# How to convince your parents for another Betta?



## sweetbettafish (Sep 7, 2014)

Hello everyone, so recently I got another Betta fish since my previous buddy passed away. Currently I have one betta fish, two gerbils, and a hamster. They are all well-cared for. Anyhow, I have been thinking it would be nice to get a little female at some point this year. But unfortunately my parents are strong on the "no more pets" rule. Do you have any ideas on how to possibly convince them otherwise? Thank you!


----------



## Bettacrab (Jun 30, 2013)

Find out why, and work from there.


----------



## sweetbettafish (Sep 7, 2014)

They say that I have enough pets. And that is normally where the discussion ends.


----------



## VivianKJean (Aug 20, 2013)

It can be difficult to convince parents that you want more fish/pets in general. 

Maybe start with telling them why you want one. Often just saying that you "just want one" or "it would be nice" is not enough for them.

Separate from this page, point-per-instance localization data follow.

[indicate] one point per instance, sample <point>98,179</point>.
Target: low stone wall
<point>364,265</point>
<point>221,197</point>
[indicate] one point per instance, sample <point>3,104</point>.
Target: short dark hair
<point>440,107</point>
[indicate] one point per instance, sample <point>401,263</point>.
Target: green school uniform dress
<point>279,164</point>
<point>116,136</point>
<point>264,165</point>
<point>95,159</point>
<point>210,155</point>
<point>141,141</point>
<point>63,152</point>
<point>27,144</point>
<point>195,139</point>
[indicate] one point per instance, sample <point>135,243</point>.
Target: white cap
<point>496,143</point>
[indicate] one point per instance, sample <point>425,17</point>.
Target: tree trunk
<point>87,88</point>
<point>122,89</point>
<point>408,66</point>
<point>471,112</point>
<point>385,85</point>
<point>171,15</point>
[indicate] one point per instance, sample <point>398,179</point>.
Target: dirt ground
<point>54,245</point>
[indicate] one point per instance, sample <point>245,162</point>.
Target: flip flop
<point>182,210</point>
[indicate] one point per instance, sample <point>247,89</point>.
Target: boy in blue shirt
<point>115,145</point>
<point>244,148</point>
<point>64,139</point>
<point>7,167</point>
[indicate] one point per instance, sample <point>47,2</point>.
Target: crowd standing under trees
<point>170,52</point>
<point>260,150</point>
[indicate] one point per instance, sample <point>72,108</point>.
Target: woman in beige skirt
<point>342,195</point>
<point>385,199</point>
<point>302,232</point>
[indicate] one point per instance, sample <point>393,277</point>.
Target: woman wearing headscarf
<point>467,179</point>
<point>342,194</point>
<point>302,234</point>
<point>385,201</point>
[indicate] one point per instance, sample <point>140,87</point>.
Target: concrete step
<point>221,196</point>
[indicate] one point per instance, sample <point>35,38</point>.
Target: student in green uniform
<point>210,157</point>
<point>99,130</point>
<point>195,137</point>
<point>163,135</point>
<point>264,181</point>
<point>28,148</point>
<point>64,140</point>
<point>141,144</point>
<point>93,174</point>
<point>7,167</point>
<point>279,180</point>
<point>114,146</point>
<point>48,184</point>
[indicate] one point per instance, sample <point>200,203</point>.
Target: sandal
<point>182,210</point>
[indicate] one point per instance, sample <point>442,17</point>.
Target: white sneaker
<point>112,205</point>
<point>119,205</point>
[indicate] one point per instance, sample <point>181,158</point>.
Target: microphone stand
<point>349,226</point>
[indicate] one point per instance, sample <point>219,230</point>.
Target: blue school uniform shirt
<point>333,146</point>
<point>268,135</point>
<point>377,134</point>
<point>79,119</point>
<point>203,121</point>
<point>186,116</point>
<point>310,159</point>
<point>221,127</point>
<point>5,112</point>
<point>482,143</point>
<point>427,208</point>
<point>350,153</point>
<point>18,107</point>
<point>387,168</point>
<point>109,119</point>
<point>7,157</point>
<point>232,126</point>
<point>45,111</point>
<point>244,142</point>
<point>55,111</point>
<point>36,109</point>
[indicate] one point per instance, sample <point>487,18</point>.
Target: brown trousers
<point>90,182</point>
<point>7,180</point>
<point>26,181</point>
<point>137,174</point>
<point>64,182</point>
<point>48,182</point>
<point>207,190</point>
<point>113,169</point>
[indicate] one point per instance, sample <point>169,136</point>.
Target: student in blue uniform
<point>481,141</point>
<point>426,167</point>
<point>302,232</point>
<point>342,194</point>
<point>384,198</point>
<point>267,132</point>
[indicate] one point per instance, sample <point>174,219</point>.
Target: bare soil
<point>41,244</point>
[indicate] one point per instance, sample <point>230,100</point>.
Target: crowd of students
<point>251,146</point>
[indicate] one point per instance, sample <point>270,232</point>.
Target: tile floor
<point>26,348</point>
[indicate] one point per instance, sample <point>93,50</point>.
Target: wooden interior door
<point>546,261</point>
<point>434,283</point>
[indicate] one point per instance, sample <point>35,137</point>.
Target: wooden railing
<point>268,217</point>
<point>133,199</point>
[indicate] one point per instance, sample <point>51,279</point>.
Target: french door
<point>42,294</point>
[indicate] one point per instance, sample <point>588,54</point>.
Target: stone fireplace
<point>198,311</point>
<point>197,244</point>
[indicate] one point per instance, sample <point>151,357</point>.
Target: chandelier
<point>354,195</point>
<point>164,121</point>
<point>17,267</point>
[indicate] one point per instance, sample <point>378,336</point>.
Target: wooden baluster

Then maybe start with trying to save up money to buy your own tank and equipment. I know earning money is tough when you are young but maybe start by asking neighbors to do little things for them like take out the trash for a couple of dollars (tell them you are saving for a fish) and ask your parents the same thing.


----------



## Bettacrab (Jun 30, 2013)

Try and figure out exactly why.

Is it the price? Offer to pay for it yourself

Is it no space? Offer to clean up house and get rid of some stuff to make spade

Is there no time? Explain to your parents that one more tank isn't that much work.


----------



## Bettacrab (Jun 30, 2013)

My parents said no because we dint have room for more tanks and we don't have enought time


----------



## Ilovebettasbk11 (Nov 12, 2013)

One rule i know is be nice do chores offer help 

I agree on earning your own money too

For me one betta is enough lol plus all otther pets you got


----------



## Charc14 (Aug 27, 2014)

The only way I could get another betta would be to pay for it my self. 
Try to make your own money. Ad also maybe you can do extra chores and stuff. 
My parents are pretty strict about that rule too. Sadly. lol. But if they weren't then I would probably own half the animals in the world  lol


----------



## Pippin (Apr 11, 2014)

Do they know how to properly care for bettas? If not, tell them that your male betta would like a 'girlfriend', only she would have to be in a separate tank to make her happier, and that he would would love it if he could have a 'girlfriend'


----------



## hrutan (Jun 25, 2014)

I've found lying to be a very, VERY dangerous activity, and the consequences for getting caught are not good. It's not hard to find out that a betta wanting companionship is simply not true...and if they believe too hard, the "girlfriend" ends up in the tank, and you have 1 or 2 dead bettas.

From an adult's perspective - there's usually a reason. Not always a good reason from the dependent's point of view, but they are not the only person in the equation whose feelings matter. It could come down to something as subtle as emotional labor, or as straightforward as not liking fish and being tired of hearing about it.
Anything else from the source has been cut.